Sometimes, as a matter of chance, some columns in our bootstrap sample will be empty. That is, there’ll be no observation \((W_i^\star, X_i^\star, Y_i^\star)\) where \((W_i^\star, X_i^\star)\) matches a particular pair \((w,x)\) that occurs in the population. The result is that there’s no obvious way to define the column mean \(\hat\mu^\star(w,x)\) for that pair. By passing default=mean(Ystar) we’re saying that if we have an empty column, we’ll define \(\hat\mu(w,x)\) for that column to be the mean outcome in the bootstrap sample, i.e., \(\frac{1}{n}\sum_{i=1}^n Y_i^\star\). This is a pretty arbitrary decision, but if getting an empty column is rare (e.g. 15 times in 10,000 bootstrap samples), it doesn’t have all that much impact on the results.

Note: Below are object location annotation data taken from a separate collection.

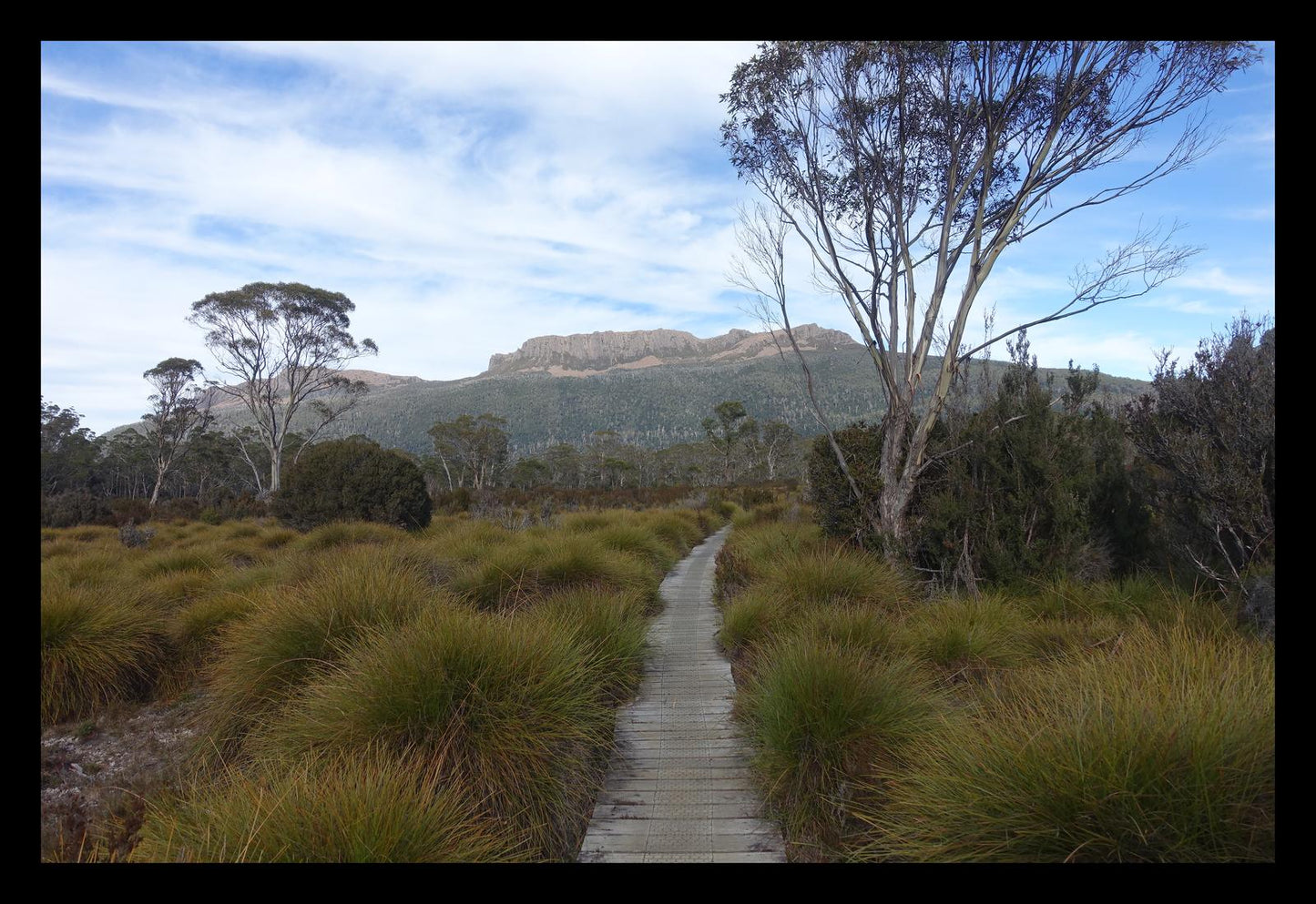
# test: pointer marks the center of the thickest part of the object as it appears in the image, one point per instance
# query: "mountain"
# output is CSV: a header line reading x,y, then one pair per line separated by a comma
x,y
651,387
597,353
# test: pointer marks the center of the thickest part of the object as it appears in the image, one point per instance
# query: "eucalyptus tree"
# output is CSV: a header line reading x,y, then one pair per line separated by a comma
x,y
287,345
905,168
732,428
180,411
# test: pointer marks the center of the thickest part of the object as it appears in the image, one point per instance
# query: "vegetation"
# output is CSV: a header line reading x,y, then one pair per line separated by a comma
x,y
1071,720
362,693
352,481
286,346
893,158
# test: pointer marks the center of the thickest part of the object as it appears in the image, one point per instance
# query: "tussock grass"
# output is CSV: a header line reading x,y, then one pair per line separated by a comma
x,y
1159,750
92,534
679,529
750,619
277,537
836,575
609,628
519,573
88,569
348,808
748,554
638,541
499,706
824,718
171,561
56,546
298,632
173,588
966,635
97,645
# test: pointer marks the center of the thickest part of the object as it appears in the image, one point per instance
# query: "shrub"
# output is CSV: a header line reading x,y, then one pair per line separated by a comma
x,y
74,507
352,479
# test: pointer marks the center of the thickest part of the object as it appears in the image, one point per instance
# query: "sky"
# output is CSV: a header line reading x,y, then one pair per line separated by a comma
x,y
469,197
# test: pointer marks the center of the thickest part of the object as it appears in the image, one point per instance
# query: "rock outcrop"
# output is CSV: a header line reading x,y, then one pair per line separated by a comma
x,y
595,353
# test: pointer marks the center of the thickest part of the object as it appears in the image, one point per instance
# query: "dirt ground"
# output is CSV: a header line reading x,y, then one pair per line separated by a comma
x,y
97,774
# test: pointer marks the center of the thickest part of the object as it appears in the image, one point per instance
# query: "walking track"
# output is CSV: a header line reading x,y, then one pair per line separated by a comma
x,y
678,786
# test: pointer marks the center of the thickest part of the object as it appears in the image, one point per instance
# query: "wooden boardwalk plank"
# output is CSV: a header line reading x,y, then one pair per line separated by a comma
x,y
679,787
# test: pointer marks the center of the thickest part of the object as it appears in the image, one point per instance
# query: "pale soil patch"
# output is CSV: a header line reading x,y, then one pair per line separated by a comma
x,y
97,776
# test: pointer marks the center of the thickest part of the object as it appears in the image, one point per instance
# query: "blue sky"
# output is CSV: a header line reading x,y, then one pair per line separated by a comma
x,y
470,197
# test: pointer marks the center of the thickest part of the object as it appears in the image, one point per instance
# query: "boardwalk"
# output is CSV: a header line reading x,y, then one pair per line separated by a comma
x,y
678,787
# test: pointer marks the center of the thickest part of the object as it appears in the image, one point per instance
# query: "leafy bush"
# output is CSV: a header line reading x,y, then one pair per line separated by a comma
x,y
834,505
1211,431
352,479
76,507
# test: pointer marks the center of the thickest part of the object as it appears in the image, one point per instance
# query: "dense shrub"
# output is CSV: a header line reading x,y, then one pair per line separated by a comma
x,y
833,502
1028,490
352,479
1209,429
68,510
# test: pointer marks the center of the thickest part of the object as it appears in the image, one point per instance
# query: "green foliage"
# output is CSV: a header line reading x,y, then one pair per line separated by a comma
x,y
352,479
97,645
74,507
1211,432
67,452
361,807
834,504
1024,490
1162,749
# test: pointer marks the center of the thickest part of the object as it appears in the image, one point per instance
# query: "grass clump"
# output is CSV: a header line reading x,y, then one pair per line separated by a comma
x,y
97,646
345,808
836,575
519,573
349,533
966,635
1159,750
296,632
499,706
824,720
609,628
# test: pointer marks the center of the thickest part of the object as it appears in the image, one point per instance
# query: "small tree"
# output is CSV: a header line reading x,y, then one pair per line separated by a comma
x,y
899,165
352,479
286,343
180,412
775,442
67,449
472,451
1211,428
730,429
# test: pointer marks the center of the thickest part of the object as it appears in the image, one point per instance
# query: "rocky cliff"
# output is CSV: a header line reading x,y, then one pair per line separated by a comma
x,y
586,354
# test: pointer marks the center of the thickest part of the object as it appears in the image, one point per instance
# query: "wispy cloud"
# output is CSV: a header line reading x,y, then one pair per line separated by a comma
x,y
464,195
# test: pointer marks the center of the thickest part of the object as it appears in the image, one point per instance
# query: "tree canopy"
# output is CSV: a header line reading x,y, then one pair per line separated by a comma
x,y
287,345
907,166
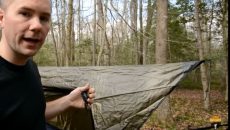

The way R code tends to be written helps us ignore this issue. We’ll get an NA most ways of asking for the mean of an empty set and ggplot will just ignore rows with NAs. when plotting. Maybe we’ll get a warning, but you get in the habit of ignoring those. I didn’t notice it happening here until it was brought to my attention in this week’s Friday lab session/office hours.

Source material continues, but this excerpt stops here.